The problem is I do those things with little consistency and much variability.

The Christian Response is about looking at what is going on in the world using our imperfect human eyes and seeing the world through Christ’s perfect eyes.

Fortunately, we have Scripture, which is God’s words written by human hands – an amazingly accurate and consistent compiled document of books written over thousands of years by a vast array of writers. Much maligned, but not discounted, the Bible tells the story of Christ and gives us how we should live.

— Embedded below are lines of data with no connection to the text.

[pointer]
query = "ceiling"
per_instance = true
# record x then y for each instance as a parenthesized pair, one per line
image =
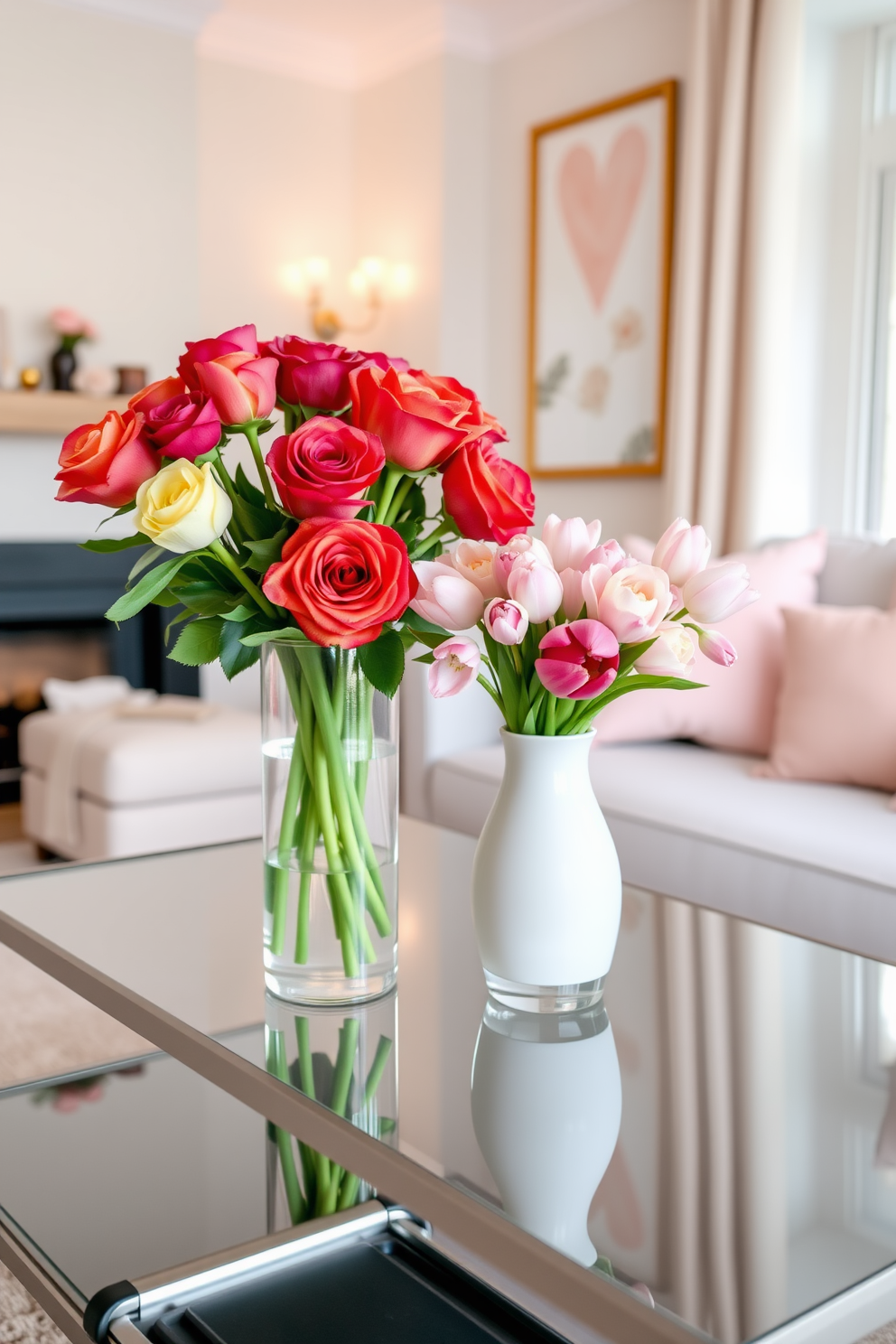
(350, 43)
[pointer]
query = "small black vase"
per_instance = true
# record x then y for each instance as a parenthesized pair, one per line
(62, 367)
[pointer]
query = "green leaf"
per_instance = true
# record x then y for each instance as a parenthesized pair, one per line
(383, 661)
(266, 551)
(199, 643)
(288, 632)
(246, 488)
(148, 588)
(234, 655)
(102, 545)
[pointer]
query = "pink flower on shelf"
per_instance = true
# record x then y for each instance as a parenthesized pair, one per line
(717, 648)
(535, 586)
(445, 597)
(505, 621)
(634, 601)
(570, 540)
(455, 664)
(681, 551)
(578, 660)
(717, 593)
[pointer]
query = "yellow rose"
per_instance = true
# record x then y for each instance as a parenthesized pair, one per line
(183, 509)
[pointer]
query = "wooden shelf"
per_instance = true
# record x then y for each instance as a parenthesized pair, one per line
(52, 413)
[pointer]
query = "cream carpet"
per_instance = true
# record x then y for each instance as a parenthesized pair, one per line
(46, 1030)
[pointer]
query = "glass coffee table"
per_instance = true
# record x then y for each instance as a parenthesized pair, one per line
(708, 1153)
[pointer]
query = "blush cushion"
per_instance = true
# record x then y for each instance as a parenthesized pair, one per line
(835, 715)
(736, 708)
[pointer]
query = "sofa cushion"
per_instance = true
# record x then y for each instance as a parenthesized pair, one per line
(813, 859)
(126, 761)
(835, 716)
(736, 708)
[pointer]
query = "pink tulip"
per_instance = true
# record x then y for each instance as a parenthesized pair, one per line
(579, 660)
(683, 551)
(672, 653)
(573, 598)
(634, 601)
(570, 539)
(457, 661)
(242, 386)
(535, 586)
(719, 592)
(505, 621)
(593, 583)
(505, 558)
(445, 597)
(476, 562)
(717, 648)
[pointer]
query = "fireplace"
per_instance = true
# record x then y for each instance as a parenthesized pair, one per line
(52, 598)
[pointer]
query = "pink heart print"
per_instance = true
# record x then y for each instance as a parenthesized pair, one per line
(598, 204)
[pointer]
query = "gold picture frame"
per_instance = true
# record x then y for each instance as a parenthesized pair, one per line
(601, 223)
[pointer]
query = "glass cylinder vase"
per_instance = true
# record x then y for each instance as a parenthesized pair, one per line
(330, 743)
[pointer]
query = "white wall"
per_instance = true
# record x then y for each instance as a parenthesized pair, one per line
(630, 46)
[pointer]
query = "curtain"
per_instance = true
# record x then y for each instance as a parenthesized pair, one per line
(736, 231)
(724, 1237)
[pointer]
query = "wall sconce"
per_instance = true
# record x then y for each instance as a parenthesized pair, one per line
(374, 281)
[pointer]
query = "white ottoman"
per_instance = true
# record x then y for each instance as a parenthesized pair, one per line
(140, 785)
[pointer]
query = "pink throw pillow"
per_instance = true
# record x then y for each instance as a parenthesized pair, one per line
(736, 708)
(835, 718)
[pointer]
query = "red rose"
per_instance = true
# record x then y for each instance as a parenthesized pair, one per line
(201, 351)
(421, 420)
(341, 580)
(488, 498)
(316, 374)
(184, 426)
(107, 462)
(322, 467)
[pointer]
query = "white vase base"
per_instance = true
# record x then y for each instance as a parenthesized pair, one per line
(512, 994)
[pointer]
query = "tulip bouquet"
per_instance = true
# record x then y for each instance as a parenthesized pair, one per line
(316, 561)
(570, 624)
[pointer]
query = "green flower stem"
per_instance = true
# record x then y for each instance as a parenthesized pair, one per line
(222, 554)
(400, 495)
(251, 434)
(429, 542)
(393, 477)
(294, 1200)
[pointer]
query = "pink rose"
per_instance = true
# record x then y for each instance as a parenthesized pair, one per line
(681, 551)
(183, 426)
(634, 601)
(311, 372)
(324, 467)
(505, 621)
(455, 664)
(579, 660)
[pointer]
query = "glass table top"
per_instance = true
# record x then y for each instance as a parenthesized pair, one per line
(719, 1134)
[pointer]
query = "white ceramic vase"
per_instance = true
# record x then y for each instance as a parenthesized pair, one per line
(547, 1106)
(547, 891)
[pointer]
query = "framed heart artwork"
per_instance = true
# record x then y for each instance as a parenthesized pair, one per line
(601, 264)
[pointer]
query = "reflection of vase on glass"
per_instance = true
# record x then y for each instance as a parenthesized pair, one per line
(331, 826)
(547, 1107)
(348, 1062)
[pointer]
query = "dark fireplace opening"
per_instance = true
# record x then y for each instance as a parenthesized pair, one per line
(52, 598)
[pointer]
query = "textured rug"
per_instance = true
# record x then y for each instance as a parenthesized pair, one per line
(46, 1030)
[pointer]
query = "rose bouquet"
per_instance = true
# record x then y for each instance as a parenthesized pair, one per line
(314, 564)
(570, 624)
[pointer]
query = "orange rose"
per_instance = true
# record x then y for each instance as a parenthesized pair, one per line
(341, 580)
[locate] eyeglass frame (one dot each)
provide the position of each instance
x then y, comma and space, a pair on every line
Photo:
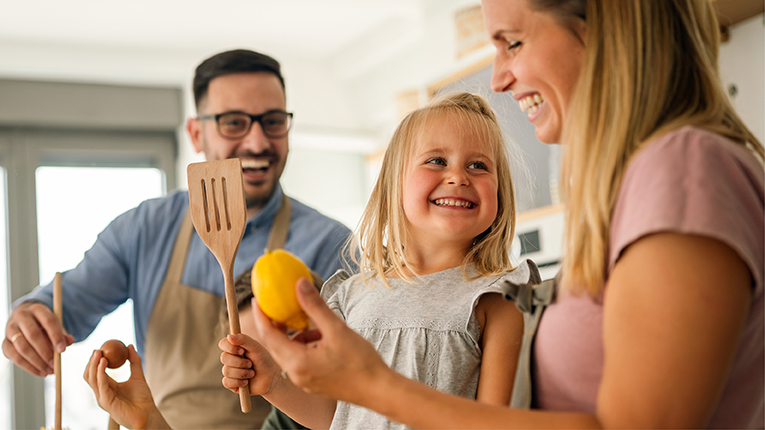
253, 119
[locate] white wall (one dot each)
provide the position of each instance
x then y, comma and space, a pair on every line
742, 63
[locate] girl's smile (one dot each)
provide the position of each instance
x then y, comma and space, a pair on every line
450, 186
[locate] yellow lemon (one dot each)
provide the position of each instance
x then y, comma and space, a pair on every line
273, 283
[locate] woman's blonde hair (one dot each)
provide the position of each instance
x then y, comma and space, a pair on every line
382, 232
650, 67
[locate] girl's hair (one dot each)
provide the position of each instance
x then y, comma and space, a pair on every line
382, 232
650, 67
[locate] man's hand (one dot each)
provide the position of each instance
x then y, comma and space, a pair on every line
129, 403
31, 334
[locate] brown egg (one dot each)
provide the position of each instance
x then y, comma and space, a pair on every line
115, 353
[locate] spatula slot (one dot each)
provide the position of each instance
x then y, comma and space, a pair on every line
215, 205
206, 205
225, 204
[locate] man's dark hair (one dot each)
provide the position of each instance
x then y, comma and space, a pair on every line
236, 61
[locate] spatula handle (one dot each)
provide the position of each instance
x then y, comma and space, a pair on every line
58, 312
234, 328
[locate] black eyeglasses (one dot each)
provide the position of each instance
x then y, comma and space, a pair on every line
233, 125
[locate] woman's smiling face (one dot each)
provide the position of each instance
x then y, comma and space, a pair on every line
538, 59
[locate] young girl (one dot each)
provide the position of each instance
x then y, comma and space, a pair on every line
659, 318
433, 245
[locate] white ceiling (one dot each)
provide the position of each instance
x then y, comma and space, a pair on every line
308, 29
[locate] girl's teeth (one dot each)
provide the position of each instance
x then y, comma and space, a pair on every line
531, 103
450, 202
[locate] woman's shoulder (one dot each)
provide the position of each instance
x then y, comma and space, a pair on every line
692, 181
679, 147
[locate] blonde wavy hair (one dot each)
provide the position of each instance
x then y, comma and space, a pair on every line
378, 245
650, 67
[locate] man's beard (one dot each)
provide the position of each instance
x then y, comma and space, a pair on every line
260, 200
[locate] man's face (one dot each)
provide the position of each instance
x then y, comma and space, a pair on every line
263, 158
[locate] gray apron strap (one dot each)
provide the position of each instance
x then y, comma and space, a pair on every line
531, 299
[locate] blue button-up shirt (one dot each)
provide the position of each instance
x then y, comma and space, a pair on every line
130, 259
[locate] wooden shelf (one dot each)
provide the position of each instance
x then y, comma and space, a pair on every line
731, 12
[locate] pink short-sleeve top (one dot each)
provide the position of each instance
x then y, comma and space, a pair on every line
688, 181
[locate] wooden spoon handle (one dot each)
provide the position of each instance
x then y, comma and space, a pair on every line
58, 312
234, 328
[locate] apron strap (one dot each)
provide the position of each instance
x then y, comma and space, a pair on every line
531, 299
178, 259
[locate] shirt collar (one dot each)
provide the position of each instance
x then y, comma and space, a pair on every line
268, 212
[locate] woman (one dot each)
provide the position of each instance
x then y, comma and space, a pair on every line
659, 316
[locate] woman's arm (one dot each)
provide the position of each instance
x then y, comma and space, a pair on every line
674, 310
501, 337
340, 364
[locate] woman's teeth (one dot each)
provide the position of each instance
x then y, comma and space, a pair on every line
451, 202
531, 103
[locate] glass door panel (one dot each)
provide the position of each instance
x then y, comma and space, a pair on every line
74, 204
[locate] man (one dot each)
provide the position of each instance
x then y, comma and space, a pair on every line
152, 255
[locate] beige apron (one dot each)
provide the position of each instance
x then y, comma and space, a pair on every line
181, 354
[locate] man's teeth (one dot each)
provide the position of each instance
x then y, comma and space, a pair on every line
451, 202
255, 164
531, 103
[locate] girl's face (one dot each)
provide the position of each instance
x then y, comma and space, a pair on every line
450, 185
537, 58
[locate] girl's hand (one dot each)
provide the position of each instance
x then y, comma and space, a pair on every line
129, 403
332, 361
256, 368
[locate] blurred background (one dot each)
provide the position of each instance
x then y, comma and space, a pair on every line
94, 96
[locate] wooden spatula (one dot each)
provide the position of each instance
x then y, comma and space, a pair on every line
219, 214
58, 312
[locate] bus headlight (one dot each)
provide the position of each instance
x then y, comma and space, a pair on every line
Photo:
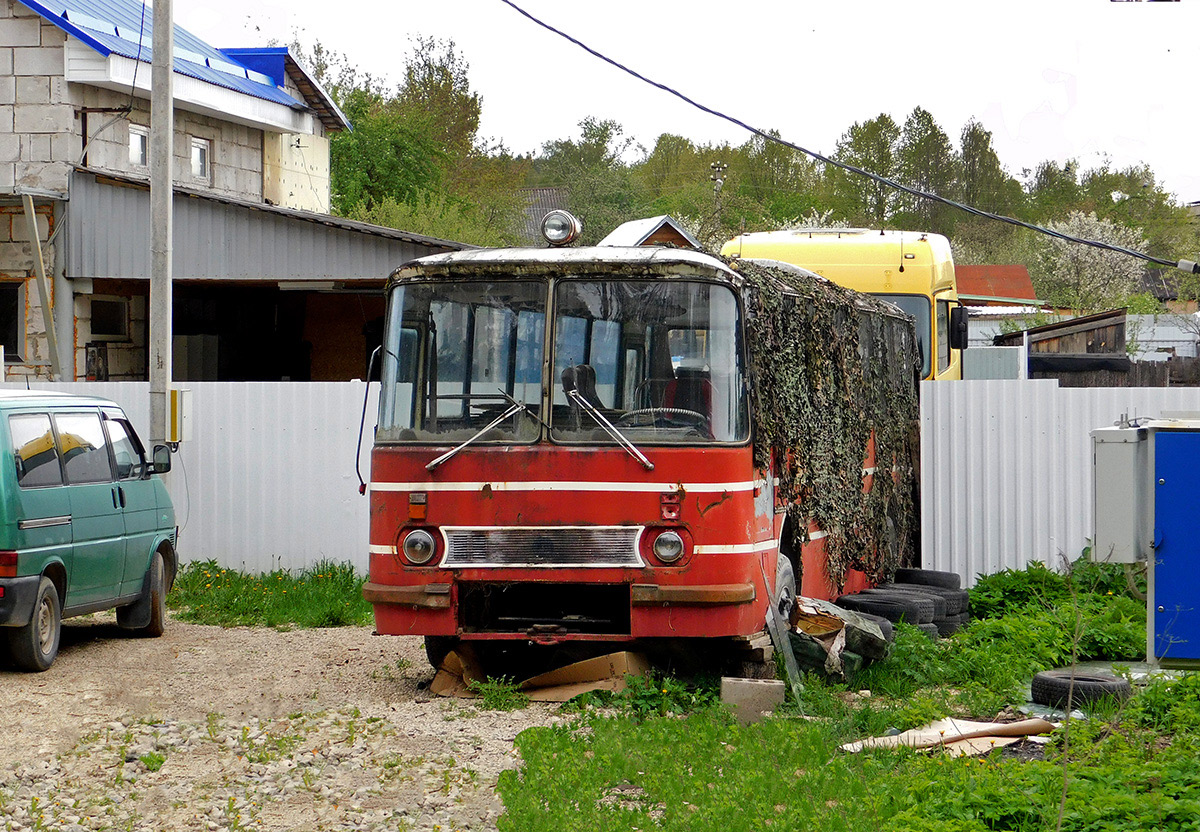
561, 228
418, 546
669, 546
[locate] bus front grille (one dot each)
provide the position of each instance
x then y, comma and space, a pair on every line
543, 546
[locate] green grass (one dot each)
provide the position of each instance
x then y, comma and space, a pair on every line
328, 594
639, 764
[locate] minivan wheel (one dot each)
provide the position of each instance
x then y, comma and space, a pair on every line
157, 599
35, 645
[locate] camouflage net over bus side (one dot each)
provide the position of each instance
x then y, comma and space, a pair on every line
827, 365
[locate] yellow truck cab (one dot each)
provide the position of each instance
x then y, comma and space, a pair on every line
912, 270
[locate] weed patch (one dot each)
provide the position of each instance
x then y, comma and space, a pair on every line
328, 594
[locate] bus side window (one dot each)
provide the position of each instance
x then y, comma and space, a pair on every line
635, 372
943, 335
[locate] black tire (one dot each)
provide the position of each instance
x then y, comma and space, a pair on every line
35, 645
437, 647
948, 580
928, 610
886, 627
157, 624
147, 617
940, 606
785, 588
1055, 688
947, 627
955, 599
893, 609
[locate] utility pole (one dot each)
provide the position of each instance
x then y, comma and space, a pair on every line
162, 132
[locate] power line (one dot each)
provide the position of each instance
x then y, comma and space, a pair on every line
1186, 265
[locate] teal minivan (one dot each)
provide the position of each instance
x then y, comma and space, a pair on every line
85, 525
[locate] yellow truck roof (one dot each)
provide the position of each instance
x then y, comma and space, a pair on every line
858, 258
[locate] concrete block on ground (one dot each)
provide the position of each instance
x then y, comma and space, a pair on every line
751, 698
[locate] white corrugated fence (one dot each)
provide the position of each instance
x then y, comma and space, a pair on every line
268, 478
1007, 468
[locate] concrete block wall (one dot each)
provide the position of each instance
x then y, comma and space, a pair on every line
237, 150
126, 359
17, 265
35, 118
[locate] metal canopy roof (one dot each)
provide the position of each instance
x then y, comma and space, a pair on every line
220, 238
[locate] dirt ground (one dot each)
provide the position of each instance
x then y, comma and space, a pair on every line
257, 728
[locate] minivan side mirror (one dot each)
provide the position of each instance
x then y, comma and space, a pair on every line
161, 460
959, 333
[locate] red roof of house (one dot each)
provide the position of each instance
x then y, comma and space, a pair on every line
1011, 282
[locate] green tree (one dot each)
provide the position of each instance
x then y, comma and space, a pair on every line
436, 95
870, 145
595, 174
1084, 277
1054, 191
383, 157
984, 183
928, 162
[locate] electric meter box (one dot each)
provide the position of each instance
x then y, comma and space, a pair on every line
1123, 527
1147, 508
179, 417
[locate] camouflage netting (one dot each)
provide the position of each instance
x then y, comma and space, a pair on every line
828, 365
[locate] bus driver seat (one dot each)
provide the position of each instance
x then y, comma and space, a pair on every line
690, 390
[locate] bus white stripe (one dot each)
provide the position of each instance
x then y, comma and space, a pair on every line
573, 485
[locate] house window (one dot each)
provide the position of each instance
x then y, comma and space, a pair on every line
12, 319
202, 156
109, 318
139, 145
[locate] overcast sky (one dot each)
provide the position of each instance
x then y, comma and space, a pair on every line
1086, 79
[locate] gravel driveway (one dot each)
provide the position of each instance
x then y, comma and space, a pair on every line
246, 729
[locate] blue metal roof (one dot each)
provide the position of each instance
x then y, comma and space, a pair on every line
124, 28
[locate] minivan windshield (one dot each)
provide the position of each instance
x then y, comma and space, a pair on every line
660, 360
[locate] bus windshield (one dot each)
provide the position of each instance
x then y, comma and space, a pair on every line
917, 306
456, 355
657, 361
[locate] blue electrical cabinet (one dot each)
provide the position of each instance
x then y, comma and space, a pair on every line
1174, 612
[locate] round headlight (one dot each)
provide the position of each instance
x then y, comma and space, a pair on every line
418, 546
561, 228
669, 546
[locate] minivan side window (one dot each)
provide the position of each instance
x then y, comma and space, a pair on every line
126, 449
84, 450
35, 452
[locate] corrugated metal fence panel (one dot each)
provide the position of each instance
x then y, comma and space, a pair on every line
1007, 468
219, 240
268, 479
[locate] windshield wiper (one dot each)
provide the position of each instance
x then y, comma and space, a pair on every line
516, 407
610, 429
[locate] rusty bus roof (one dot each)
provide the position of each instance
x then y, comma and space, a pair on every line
589, 259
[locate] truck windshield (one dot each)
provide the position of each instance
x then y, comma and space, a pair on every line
659, 359
455, 354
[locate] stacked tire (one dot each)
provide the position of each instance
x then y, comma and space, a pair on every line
931, 600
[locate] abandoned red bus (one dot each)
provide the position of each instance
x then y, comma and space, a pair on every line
565, 453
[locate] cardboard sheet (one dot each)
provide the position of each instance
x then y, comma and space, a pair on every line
603, 672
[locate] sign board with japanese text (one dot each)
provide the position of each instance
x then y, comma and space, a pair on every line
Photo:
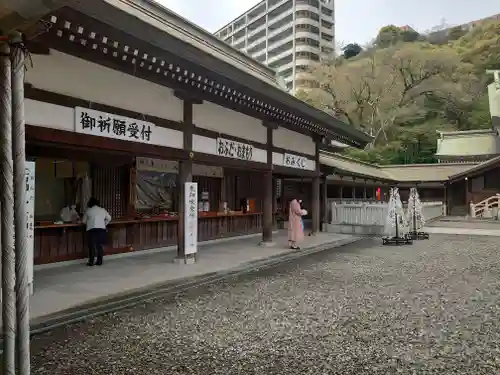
30, 218
190, 218
235, 150
102, 124
295, 161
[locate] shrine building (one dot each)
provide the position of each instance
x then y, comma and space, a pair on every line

There are a few rules about using Scripture to respond to the world that I follow:
  • I try to filter out my belief (or hope) that the Bible agrees with me and twist my thoughts to make them fit the Bible. (2 Corinthians 10:5)
  • I try to discern that of which is important to God versus that which is important to man (i.e. me). (Romans 14:1)
  • I try to look for the Biblical concept over the situational specific. For example, while there is no command – Thou Shalt Not Smoke Cigarettes there are a number of concepts in Scripture about how we should live and what actions we should (or should not) be doing. (Christ spells out this idea starting in Matthew 5:17 and forward when He tells the Old Testament Commandment and then gives an application to a circumstance).
  • I seek to be shown my own short-comings through the sins in the world. (one of Christ’s lessons about the woman caught in adultery in John 8).
Finally, and most importantly, I hope, through my response, to emit God’s honor and praise because that is the essence of A Christian Response – to God alone be the glory.